On peut bien admettre les préoccupations de la diplomatie pour la sécurité de l’empire du sultan, même quand on serait loin de partager l’intérêt sympathique dont elle fait preuve en toute occasion pour la machine barbare et vermoulue de la Turquie ; mais ne fallait-il penser qu’à la Turquie dans cette affaire ? L’intérêt et la sécurité des habitans de Corfou n’étaient-ils pas des considérations qui méritaient d’entrer en ligne de compte ? Corfou n’est en effet distante que de quelques milles de la côte albanaise. En face habite une population toute musulmane, belliqueuse, pillarde, où la plupart des hommes sont adonnés au brigandage, et sur laquelle le gouvernement turc n’exerce aucune autorité réelle. Croit-on que lorsque les bandits schkypétars de Butrinto, de Conispolis et de Delvino verront devant eux, sans garnison sérieuse et sans défense, ouvertes au premier venant, la riche cité de Corfou et les campagnes environnantes, ils résisteront à l’appât d’une si belle proie ? La Grèce, depuis trente ans qu’elle existe, est obligée de tenir constamment 6,000 hommes de troupes sur les frontières qui la séparent de la Turquie, pour empêcher les brigands de l’Épire et de la Thessalie de venir ravager ses provinces ; encore, avec un tel déploiement de forces, n’y réussit-elle qu’imparfaitement.
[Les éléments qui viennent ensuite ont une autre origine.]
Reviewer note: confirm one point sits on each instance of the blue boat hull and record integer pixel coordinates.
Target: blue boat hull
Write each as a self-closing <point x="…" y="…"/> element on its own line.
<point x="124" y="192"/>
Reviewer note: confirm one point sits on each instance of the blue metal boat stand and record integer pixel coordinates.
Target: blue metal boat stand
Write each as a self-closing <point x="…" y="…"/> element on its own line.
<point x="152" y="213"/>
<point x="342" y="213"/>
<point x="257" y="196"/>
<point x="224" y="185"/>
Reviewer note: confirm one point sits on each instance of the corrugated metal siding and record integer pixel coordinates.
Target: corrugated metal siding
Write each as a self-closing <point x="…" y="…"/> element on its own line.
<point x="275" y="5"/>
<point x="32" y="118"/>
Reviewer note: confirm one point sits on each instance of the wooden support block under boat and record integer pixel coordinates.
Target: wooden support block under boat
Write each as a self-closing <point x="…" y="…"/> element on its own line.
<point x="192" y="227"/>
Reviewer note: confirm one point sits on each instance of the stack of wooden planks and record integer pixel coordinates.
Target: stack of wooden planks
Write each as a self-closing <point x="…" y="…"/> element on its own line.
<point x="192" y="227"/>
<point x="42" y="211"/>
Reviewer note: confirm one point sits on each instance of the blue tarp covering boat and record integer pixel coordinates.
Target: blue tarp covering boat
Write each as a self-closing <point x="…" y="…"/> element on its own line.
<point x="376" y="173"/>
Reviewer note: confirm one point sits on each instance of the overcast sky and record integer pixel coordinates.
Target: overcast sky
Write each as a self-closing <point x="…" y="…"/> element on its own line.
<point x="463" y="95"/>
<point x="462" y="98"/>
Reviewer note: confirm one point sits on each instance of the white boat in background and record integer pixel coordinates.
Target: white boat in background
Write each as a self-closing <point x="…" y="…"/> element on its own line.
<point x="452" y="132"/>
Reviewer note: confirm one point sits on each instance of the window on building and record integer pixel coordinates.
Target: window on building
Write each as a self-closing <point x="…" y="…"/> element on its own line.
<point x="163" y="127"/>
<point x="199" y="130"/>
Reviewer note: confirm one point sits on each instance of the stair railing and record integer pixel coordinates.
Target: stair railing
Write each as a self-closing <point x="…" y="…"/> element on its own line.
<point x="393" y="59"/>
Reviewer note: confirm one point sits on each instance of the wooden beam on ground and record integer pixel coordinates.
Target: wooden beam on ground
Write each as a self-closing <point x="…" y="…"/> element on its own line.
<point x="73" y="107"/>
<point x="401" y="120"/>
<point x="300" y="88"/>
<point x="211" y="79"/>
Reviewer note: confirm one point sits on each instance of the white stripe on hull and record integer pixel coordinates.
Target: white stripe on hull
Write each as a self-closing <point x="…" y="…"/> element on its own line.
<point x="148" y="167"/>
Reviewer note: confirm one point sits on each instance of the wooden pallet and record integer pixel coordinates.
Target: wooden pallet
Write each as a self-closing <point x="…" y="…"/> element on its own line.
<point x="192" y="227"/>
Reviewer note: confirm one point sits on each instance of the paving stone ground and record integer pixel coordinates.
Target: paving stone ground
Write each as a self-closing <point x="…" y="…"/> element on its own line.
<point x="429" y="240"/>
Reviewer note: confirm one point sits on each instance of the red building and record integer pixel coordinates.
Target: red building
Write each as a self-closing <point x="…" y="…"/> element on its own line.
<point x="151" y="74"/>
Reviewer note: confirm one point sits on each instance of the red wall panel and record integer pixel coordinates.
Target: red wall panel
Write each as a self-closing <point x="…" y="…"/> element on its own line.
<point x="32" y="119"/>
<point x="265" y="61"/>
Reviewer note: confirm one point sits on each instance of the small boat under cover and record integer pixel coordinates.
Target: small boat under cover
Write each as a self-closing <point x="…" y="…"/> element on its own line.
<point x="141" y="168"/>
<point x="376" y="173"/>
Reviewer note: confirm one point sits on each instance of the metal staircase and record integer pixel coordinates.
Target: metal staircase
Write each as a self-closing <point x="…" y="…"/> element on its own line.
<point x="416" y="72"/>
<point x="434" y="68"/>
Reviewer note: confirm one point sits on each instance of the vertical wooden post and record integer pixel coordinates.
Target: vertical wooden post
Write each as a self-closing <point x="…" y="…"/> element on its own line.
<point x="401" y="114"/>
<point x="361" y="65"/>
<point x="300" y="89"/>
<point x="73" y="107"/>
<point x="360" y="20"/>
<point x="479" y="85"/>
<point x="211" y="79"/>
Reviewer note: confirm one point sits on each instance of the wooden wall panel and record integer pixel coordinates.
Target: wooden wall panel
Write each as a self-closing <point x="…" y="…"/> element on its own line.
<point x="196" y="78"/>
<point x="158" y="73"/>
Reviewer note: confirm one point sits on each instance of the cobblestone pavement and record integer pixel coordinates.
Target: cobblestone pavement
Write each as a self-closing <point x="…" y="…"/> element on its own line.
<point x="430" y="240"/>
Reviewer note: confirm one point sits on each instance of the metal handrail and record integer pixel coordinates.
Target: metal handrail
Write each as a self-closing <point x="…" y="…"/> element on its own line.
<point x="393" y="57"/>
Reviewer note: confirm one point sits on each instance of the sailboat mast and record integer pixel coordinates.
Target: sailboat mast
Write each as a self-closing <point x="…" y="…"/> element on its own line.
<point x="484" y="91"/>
Comment supposer après cela que pour mettre Corfou à l’abri des incursions des brigands de l’Albanie, beaucoup plus redoutables encore, il ne serait pas de toute nécessité d’y maintenir une garnison égale à celle qu’y avaient les Anglais ? Dégarnie de troupes, l’île demeurera exposée à de tels ravages qu’elle ne sera plus habitable. Deux grands gouvernemens civilisés ont-ils le droit de sacrifier ainsi à des inquiétudes jalouses et mal fondées 70,000 individus, chrétiens et civilisés comme eux, qui ont mis leur confiance dans les décisions de l’Europe ?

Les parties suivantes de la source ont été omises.